Last Saturday, Hispanic Heritage Month officially began. For 25 years, the Library of Congress, the Smithsonian, and a host of other museums and groups have celebrated Hispanic and Latino contributions to American history and culture. But this year’s celebrations are especially bittersweet, says Jose Miguel Leyva in the Progressive, when we consider the realities immigrants continue to face. After years of soaring rhetoric and patient activism, Latinos are “still being taken for granted by politicians of both parties.” The Obama administration in particular, despite inclusive language and a recent much-touted executive order, has pursued some of the most draconian immigration policies in decades, Leyva says. Most young immigrants lacking papers will be ineligible for “deferred action,” as well as Obamacare. “Latinos deserve substantive actions,” says Leyva, “not the hollow promises of politicians trying to curry favor with us at election time.”

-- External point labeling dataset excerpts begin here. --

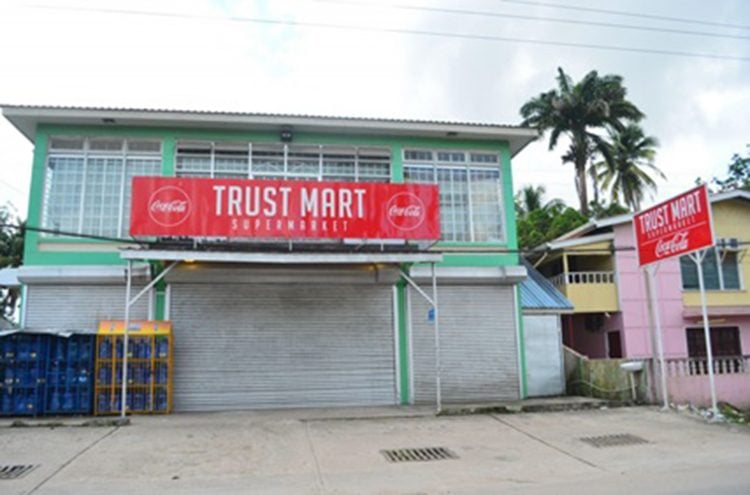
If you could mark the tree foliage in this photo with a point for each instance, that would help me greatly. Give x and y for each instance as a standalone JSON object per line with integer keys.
{"x": 738, "y": 175}
{"x": 627, "y": 172}
{"x": 544, "y": 221}
{"x": 579, "y": 110}
{"x": 11, "y": 255}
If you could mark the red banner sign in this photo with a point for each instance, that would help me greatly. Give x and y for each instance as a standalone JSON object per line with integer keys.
{"x": 273, "y": 209}
{"x": 675, "y": 227}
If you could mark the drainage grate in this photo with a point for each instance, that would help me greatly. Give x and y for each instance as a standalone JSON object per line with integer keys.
{"x": 418, "y": 455}
{"x": 15, "y": 472}
{"x": 614, "y": 440}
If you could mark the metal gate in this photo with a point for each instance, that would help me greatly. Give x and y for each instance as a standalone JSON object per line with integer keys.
{"x": 544, "y": 359}
{"x": 240, "y": 346}
{"x": 478, "y": 350}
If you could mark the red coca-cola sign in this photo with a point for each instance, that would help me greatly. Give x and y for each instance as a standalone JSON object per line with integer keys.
{"x": 279, "y": 209}
{"x": 169, "y": 206}
{"x": 406, "y": 211}
{"x": 675, "y": 227}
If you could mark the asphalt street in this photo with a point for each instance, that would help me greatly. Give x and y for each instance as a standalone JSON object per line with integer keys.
{"x": 330, "y": 452}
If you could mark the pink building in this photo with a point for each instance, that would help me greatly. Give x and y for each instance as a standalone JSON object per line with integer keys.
{"x": 596, "y": 267}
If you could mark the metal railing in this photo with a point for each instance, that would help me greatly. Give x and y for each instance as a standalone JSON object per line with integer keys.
{"x": 583, "y": 278}
{"x": 723, "y": 365}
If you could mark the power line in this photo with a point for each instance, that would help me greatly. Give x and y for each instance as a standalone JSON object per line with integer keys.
{"x": 418, "y": 32}
{"x": 628, "y": 14}
{"x": 612, "y": 247}
{"x": 479, "y": 13}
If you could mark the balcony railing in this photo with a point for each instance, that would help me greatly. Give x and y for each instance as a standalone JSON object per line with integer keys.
{"x": 583, "y": 278}
{"x": 723, "y": 365}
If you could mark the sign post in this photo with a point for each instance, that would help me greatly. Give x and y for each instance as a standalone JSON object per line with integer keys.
{"x": 698, "y": 260}
{"x": 679, "y": 226}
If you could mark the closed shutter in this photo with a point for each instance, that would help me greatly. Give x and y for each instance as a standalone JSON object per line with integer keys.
{"x": 74, "y": 307}
{"x": 479, "y": 354}
{"x": 544, "y": 359}
{"x": 240, "y": 346}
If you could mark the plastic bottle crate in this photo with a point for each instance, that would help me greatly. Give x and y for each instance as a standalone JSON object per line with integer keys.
{"x": 69, "y": 387}
{"x": 148, "y": 377}
{"x": 22, "y": 369}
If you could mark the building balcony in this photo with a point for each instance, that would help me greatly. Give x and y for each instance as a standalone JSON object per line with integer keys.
{"x": 590, "y": 292}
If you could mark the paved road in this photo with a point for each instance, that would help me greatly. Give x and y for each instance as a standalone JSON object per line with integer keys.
{"x": 297, "y": 452}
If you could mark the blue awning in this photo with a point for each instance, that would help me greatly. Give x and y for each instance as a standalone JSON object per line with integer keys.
{"x": 538, "y": 293}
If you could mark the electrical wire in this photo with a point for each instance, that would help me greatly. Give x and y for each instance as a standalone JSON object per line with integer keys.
{"x": 468, "y": 250}
{"x": 417, "y": 32}
{"x": 479, "y": 13}
{"x": 627, "y": 14}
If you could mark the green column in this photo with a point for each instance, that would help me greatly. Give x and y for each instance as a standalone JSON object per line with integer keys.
{"x": 403, "y": 343}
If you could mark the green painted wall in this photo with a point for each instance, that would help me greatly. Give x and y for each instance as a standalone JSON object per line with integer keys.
{"x": 403, "y": 344}
{"x": 169, "y": 137}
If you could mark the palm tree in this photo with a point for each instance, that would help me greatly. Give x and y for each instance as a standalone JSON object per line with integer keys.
{"x": 578, "y": 110}
{"x": 531, "y": 198}
{"x": 627, "y": 172}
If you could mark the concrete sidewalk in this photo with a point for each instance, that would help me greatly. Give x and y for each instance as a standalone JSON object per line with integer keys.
{"x": 297, "y": 452}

Want to protect voting rights? There’s an app for that, says Maegan E. Ortiz in Colorlines. Pennsylvania’s voter ID law might well be toast, but laws in other states could still disenfranchise millions of voters. That’s why minority communities across the country are using social media to register, inform, and support as many voters as possible between now and November, says Ortiz. Campaigns like Native Vote use Facebook and webinars to boost Native Americans’ typically low turnout, while Nuestra Elección! aims to target eligible Spanish-speakers and curb voter suppression.
Despite the unprecedented drop in immigration from Mexico since 2000, deportations have reached an all-time high. A new report from the Department Homeland Security shows that last year, the government deported nearly 400,000 undocumented immigrants, says Common Dreams. According to ICE records, that number has been growing quickly in recent years, up from 291,000 in 2007.

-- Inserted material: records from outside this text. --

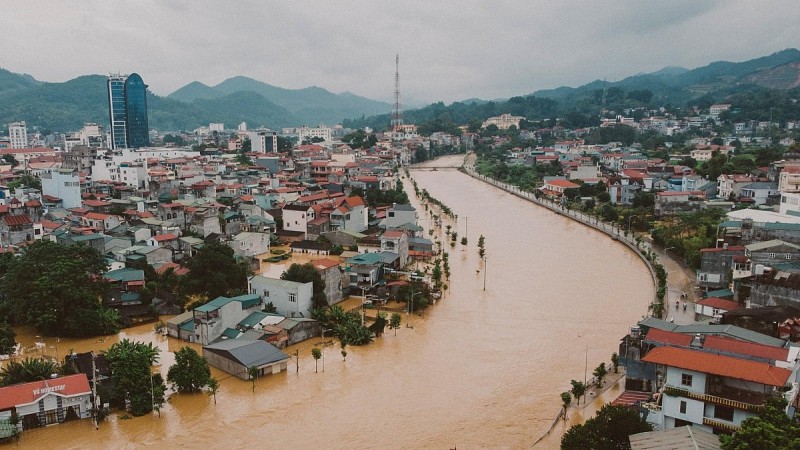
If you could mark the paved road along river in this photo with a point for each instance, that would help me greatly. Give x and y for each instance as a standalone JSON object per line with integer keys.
{"x": 480, "y": 369}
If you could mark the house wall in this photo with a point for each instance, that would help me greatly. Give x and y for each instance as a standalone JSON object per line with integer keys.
{"x": 277, "y": 292}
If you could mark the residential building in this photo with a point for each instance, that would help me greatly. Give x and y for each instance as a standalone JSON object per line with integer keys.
{"x": 127, "y": 104}
{"x": 46, "y": 402}
{"x": 18, "y": 134}
{"x": 503, "y": 121}
{"x": 238, "y": 356}
{"x": 398, "y": 215}
{"x": 263, "y": 141}
{"x": 63, "y": 184}
{"x": 714, "y": 392}
{"x": 290, "y": 298}
{"x": 212, "y": 319}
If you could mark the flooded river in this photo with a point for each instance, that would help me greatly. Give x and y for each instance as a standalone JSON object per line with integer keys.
{"x": 482, "y": 368}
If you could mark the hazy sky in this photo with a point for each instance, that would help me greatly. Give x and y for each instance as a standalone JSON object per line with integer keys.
{"x": 449, "y": 50}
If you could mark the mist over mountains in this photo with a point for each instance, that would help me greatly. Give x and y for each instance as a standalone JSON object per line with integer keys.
{"x": 66, "y": 106}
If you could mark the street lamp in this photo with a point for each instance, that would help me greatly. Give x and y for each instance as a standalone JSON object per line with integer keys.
{"x": 485, "y": 258}
{"x": 410, "y": 302}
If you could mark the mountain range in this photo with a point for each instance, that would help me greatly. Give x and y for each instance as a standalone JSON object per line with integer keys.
{"x": 66, "y": 106}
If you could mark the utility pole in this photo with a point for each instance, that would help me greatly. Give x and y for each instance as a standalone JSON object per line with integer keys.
{"x": 485, "y": 259}
{"x": 94, "y": 393}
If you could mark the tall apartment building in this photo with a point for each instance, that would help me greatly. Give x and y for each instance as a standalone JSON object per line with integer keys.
{"x": 18, "y": 133}
{"x": 127, "y": 105}
{"x": 263, "y": 141}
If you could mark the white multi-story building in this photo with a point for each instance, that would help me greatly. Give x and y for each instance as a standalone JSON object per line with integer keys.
{"x": 64, "y": 184}
{"x": 18, "y": 133}
{"x": 263, "y": 141}
{"x": 91, "y": 135}
{"x": 290, "y": 298}
{"x": 503, "y": 121}
{"x": 715, "y": 392}
{"x": 321, "y": 132}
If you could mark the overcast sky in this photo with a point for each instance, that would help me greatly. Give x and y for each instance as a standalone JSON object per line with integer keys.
{"x": 449, "y": 50}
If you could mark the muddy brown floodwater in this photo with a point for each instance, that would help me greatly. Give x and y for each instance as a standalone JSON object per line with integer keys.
{"x": 480, "y": 369}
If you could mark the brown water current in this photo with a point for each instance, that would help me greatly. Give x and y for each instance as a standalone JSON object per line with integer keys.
{"x": 479, "y": 369}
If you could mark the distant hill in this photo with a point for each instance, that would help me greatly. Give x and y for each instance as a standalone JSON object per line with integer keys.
{"x": 67, "y": 106}
{"x": 579, "y": 106}
{"x": 11, "y": 82}
{"x": 309, "y": 106}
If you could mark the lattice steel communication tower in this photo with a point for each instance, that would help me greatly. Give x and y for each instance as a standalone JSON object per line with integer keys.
{"x": 397, "y": 113}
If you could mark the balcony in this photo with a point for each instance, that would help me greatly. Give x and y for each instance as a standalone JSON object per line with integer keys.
{"x": 719, "y": 424}
{"x": 756, "y": 399}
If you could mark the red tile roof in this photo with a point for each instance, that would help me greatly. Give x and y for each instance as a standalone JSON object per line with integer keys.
{"x": 17, "y": 220}
{"x": 668, "y": 337}
{"x": 731, "y": 345}
{"x": 27, "y": 393}
{"x": 719, "y": 303}
{"x": 726, "y": 366}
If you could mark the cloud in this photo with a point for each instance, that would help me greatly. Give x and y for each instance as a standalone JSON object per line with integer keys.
{"x": 449, "y": 50}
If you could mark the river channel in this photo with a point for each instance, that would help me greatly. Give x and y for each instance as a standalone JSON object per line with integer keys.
{"x": 482, "y": 368}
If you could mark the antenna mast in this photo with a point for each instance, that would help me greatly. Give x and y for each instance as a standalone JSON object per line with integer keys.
{"x": 397, "y": 113}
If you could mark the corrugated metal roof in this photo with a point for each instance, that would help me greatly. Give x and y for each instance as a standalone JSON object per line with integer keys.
{"x": 247, "y": 353}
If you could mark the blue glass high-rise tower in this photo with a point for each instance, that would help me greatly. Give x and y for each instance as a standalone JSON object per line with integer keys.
{"x": 127, "y": 105}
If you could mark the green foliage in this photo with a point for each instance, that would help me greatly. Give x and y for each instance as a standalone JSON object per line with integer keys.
{"x": 316, "y": 354}
{"x": 57, "y": 289}
{"x": 599, "y": 373}
{"x": 566, "y": 399}
{"x": 771, "y": 429}
{"x": 213, "y": 272}
{"x": 608, "y": 430}
{"x": 394, "y": 322}
{"x": 304, "y": 273}
{"x": 190, "y": 373}
{"x": 578, "y": 389}
{"x": 133, "y": 381}
{"x": 7, "y": 338}
{"x": 27, "y": 370}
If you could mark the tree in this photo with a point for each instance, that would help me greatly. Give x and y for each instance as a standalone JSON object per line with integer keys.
{"x": 578, "y": 389}
{"x": 600, "y": 372}
{"x": 190, "y": 373}
{"x": 316, "y": 354}
{"x": 7, "y": 339}
{"x": 566, "y": 399}
{"x": 304, "y": 273}
{"x": 57, "y": 289}
{"x": 608, "y": 430}
{"x": 27, "y": 370}
{"x": 771, "y": 429}
{"x": 394, "y": 322}
{"x": 213, "y": 272}
{"x": 213, "y": 388}
{"x": 133, "y": 381}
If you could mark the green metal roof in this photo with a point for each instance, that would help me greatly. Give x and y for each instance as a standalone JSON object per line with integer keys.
{"x": 248, "y": 300}
{"x": 125, "y": 274}
{"x": 231, "y": 333}
{"x": 253, "y": 319}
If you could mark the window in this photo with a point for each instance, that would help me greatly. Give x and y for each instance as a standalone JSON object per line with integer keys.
{"x": 723, "y": 412}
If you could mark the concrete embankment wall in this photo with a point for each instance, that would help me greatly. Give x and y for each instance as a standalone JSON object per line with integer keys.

Video: author Junot Diaz on immigrant rights and why Americans are still in a state of denial about the contributions of undocumented immigrants. “We should be able to recognize as a community the people who do the heavy lifting, and stop afflicting them,” Diaz says. “Our contributions have to be honored.”
On May Day 2006, millions of undocumented protesters breathed new life into an old, largely forgotten holiday. That day, the Day Without Immigrants, the streets of dozens of U.S. cities erupted with marches and actions as immigrants called for humane laws and treatment and raised awareness of their importance to American society. The 2006 actions, which marked a turning point in the immigrant rights movement, also signaled a new chapter in labor history. Since then, May Day has begun to approach its historical significance among American workers, from the 2008 West Coast port shutdown to this year’s mass demonstrations in support of Occupy and workers’ rights. Not to mention the over one million immigrant rights activists who took to the streets on May Day 2010.
Immigrants and workers are natural allies, say Ana Avendaño and Charlie Fanning in Dissent, and they’re now coming together in a big way. While some of the most high profile immigration activism in recent years has centered on the DREAM Act, many activists are now embracing a broader set of goals, and using organized labor to make them a reality. From the CLEAN Carwash Campaign in Los Angeles to No Papers No Fear, immigration activists are increasingly seeing workplaces as battlegrounds and unions as natural partners. What’s more, these alliances have expanded their scope to questions of community organizing and social justice, and in some ways resemble a burgeoning social movement, say Avendaño and Fanning. “This kind of grassroots mobilization holds much promise for those who dream of a more democratic future,” they say.